(The Latin in the headline is there not solely for flavor, but also in reference to the phrase commonly said by Crusaders, especially after the declaration of the first crusade. “Deus Vult,” or “God Wills It,” was a very popular saying, and it was said in Latin due to the prevalence of Latin in the Catholic church at the time).
Twenty-one Coptic Christians were executed by Islamic extremists recently. Religious violence seems to be reaching another height. A growing movement denounces religion in general, pointing to the constant wars caused by religious differences. The Crusades, the Jihad, the Thirty Years Wars, the Spanish Inquisition, and countless other examples as proof that religious conflict inevitably leads to war. Meanwhile they ignore the plethora of successful religious movements which have happened with no real violence. Perhaps, the selection of Coptic Christians as the next target of these killings was fate’s way of reminding us of this.
Coptic Christians, according to many, trace their heritage back to the Council of Chalcedon, a religious council which took place in what is now Istanbul. (It was neither Constantinople nor Byzantium at the time). The meeting was concerning the long-debated topic of whether Jesus Christ was a created being, and in that discussion, whether he had two separate natures, human apart from divine, or whether he was a combination of human and divine, or whether he was simultaneously human and divine. While these discussions of Miaphysitism and Monophysitism are fascinating, the real reason historians care about this Council is because of the separate churches spawned from it. Orthodox Christians would claim this an important building of tension between themselves and the Catholics, but, ultimately, its people like the Coptic Church that can claim this was their birth. They refused to accept the theological arguments posed by the Council of Chalcedon. Would it come? Would war between the Christians of Europe and Asia and those of Africa come? But, this is history, not mystery. There was no war, the Coptic Christians did not acknowledge the rulings of the Council, but they simply left. They had their own separate church, centered around the Patriarch of Alexandria.
But, now we live in the world of Islamic extremism. It is a sad thing, really. People talk of how these crimes are a perversion of the Muslim faith, and I am willing to accept that. But where is the Council of Cairo? Until the Muslims are willing to have a theological discussion, and rule that ISIS and related activities are not supportable by their scripture, can one really separate the Sunni Muslims who kill from the Sunni Muslims who are peaceful? If there really has been a perversion of the faith, then the statements of anathematization should be all over the world. The best clerics of the Islamic faith ought to be having the largest theological debate of the century. If they rule that this violence is an integral and acceptable part of the Sunni faith, the world will be able to deal with the problem appropriately, and any discrimination against Sunni Muslims on account of encouraging violence will have to be accepted as true. And, any Muslims unhappy with the ruling of the council can no doubt begin their own reformed branches, separating them from the religion which has openly endorsed violence. If the Council were to happen and yield a ruling that the killing of infidels is unacceptable, and that these people are all heretics, it would be easy for the Muslims uninterested in killings to separate from the violent ones. Imams across the world could drive the new ‘heretics’ out of their mosques. It would become simple to tell the violent churches from the peaceful ones.

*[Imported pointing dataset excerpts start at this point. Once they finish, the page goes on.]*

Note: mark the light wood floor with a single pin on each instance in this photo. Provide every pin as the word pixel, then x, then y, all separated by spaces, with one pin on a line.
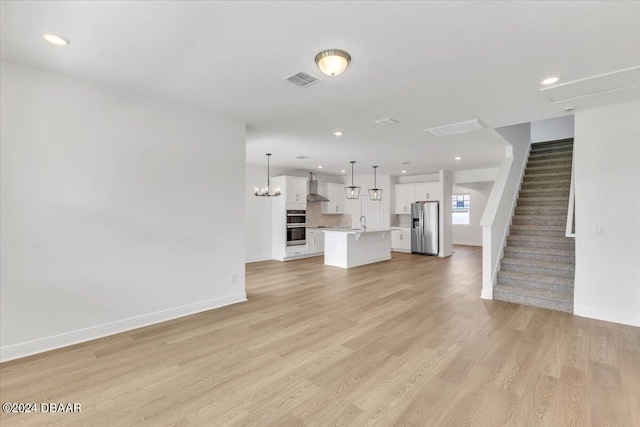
pixel 403 342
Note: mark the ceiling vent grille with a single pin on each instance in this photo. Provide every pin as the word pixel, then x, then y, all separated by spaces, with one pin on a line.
pixel 457 128
pixel 302 79
pixel 386 122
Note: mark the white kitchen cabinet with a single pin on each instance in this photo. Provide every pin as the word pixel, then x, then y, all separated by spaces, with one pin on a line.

So, as the killings continue, I charge you, and I charge the theologians of Islam. Your task must be to reform the Sunni faith, or at least clarify what is and what is not acceptable. This problem can be settled peacefully, take it from the Christians of Egypt, take it from the 21 who have just been killed. If the Muslims of the world want to clear their names of these deaths, they are completely able to. They just have to get their clerics and religious leaders to pick a side. I’m not well versed in the study of Islam, so I will not suggest an outcome to the council, but either way, the longer this discussion is avoided, the more confusion there will be, more will be wrongfully hated, and more will be killed.
As a note: The Council of Chalcedon can be read about at Wikipedia, as can most of the theological concepts mentioned here. If any of that sounded more interesting than boring, please consider a career in religion. We could use a few good theologians.